PDF(Pubmed)
Abstract:
Although a wide variety of mechanisms take part in the secondary injury phase of spinal cord injury (SCI), inflammation is the most important factor implicated in the sequelae after SCI. Being central to the inflammation reaction, macrophages and their polarization are a topic that has garnered wide interest in the studies of SCI secondary injury. The glucagon-like peptide 1 (GLP-1) receptor agonist exenatide has been shown to enhance the endoplasmic reticulum stress response and improve motor function recovery after spinal cord injury (SCI). Since exenatide has also been reported to induce the production of M2 cells in models of cerebral infarction and neurodegenerative diseases, this study was conducted to examine the effects of exenatide administration on the inflammation process that ensues after spinal cord injury. In a rat contusion model of spinal cord injury, the exenatide group received a subcutaneous injection of 10 μg exenatide immediately after injury while those in the control group received 1 mL of phosphate-buffered saline. Quantitative RT-PCR and immunohistochemical staining were used to evaluate the effects of exenatide administration on the macrophages infiltrating the injured spinal cord, especially with regard to macrophage M1 and M2 profiles. The changes in hind limb motor function were assessed based on Basso, Beattie, Bresnahan locomotor rating scale (BBB scale) scores. The improvement in BBB scale scores was significantly higher in the exenatide group from day 7 after injury and onwards. Quantitative RT-PCR revealed an increase in the expression of M2 markers and anti-inflammatory interleukins in the exenatide group that was accompanied by a decrease in the expression of M1 markers and inflammatory cytokines. Immunohistochemical staining showed no significant difference in M1 macrophage numbers between the two groups, but a significantly higher number of M2 macrophages was observed in the exenatide group on day 3 after injury. Our findings suggest that exenatide administration promoted the number of M2-phenotype macrophages after SCI, which may have led to the observed improvement in hind limb motor function in a rat model of SCI.
摘要:
尽管多种机制参与了脊髓损伤(SCI)的继发性损伤阶段,炎症是影响SCI后后遗症的最重要因素。是炎症反应的核心,巨噬细胞及其极化是SCI继发性损伤研究中引起广泛兴趣的课题。
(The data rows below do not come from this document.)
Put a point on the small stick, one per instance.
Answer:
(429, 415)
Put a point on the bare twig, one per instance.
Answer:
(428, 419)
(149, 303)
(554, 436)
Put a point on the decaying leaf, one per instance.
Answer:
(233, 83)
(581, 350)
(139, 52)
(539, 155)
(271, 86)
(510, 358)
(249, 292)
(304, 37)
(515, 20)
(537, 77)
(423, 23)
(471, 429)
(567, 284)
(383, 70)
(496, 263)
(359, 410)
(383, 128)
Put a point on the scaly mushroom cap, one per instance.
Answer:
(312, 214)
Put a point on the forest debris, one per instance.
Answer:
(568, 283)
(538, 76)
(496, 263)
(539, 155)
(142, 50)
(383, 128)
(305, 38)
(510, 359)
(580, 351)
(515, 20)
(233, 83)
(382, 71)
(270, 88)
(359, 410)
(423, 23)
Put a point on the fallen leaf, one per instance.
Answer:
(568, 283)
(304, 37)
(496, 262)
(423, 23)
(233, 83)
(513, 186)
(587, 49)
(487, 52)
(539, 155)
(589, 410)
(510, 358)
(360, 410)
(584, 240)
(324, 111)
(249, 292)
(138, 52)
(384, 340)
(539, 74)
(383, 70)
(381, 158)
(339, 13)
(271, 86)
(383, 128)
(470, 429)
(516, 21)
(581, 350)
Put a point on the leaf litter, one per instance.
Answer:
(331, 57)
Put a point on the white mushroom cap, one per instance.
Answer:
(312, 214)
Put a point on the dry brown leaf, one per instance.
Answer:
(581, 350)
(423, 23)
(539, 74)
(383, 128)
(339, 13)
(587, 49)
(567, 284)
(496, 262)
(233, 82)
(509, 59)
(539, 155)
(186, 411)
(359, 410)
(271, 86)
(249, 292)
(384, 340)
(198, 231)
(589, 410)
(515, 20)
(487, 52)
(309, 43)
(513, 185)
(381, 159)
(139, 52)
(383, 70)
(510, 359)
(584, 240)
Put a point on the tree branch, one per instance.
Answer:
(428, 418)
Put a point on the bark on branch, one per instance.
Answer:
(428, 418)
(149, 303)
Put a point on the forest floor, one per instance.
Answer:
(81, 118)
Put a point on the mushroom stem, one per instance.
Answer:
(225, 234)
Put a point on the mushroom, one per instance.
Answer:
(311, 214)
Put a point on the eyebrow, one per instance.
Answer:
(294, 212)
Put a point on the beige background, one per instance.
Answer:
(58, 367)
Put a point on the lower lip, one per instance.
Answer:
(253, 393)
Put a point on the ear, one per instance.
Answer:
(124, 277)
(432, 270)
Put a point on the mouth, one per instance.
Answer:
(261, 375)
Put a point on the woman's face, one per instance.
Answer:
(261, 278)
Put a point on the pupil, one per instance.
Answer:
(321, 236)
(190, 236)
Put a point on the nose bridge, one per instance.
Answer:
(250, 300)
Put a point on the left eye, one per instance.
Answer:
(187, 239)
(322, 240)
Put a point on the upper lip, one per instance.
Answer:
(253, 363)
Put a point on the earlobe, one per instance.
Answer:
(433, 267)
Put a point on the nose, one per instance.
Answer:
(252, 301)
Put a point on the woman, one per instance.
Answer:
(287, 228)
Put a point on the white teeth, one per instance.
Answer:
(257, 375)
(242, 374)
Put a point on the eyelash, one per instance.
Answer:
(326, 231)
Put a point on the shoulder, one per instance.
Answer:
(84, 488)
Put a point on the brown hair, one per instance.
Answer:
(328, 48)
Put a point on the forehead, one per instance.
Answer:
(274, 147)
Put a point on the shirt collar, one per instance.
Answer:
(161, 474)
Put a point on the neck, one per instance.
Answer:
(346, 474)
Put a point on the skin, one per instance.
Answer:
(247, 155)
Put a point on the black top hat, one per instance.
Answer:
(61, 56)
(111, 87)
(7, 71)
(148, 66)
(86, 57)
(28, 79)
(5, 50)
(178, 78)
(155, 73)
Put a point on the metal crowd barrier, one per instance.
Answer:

胰高血糖素样肽1(GLP-1)受体激动剂艾塞那肽已被证明可增强内质网应激反应并改善脊髓损伤(SCI)后的运动功能恢复。由于艾塞那肽也被报道在脑梗塞和神经退行性疾病模型中诱导M2细胞的产生,本研究旨在研究艾塞那肽对脊髓损伤后炎症过程的影响.在大鼠脊髓损伤挫伤模型中,艾塞那肽组受伤后立即接受皮下注射10μg艾塞那肽,而对照组接受1mL磷酸盐缓冲盐水.采用定量RT-PCR和免疫组化染色评价艾塞那肽对脊髓损伤巨噬细胞浸润的影响,特别是关于巨噬细胞M1和M2谱。后肢运动功能的变化是基于Basso,Beattie,Bresnahan运动能力评定量表(BBB量表)评分。从损伤后第7天开始,艾塞那肽组的BBB量表评分改善明显更高。定量RT-PCR显示,艾塞那肽组M2标志物和抗炎白介素的表达增加,同时M1标志物和炎性细胞因子的表达降低。免疫组化染色显示M1巨噬细胞数在两组间无显著差异,但在损伤后第3天,艾塞那肽组的M2巨噬细胞数量显著增加.我们的发现表明,艾塞那肽给药可促进SCI后M2表型巨噬细胞的数量,这可能导致SCI大鼠模型后肢运动功能的改善。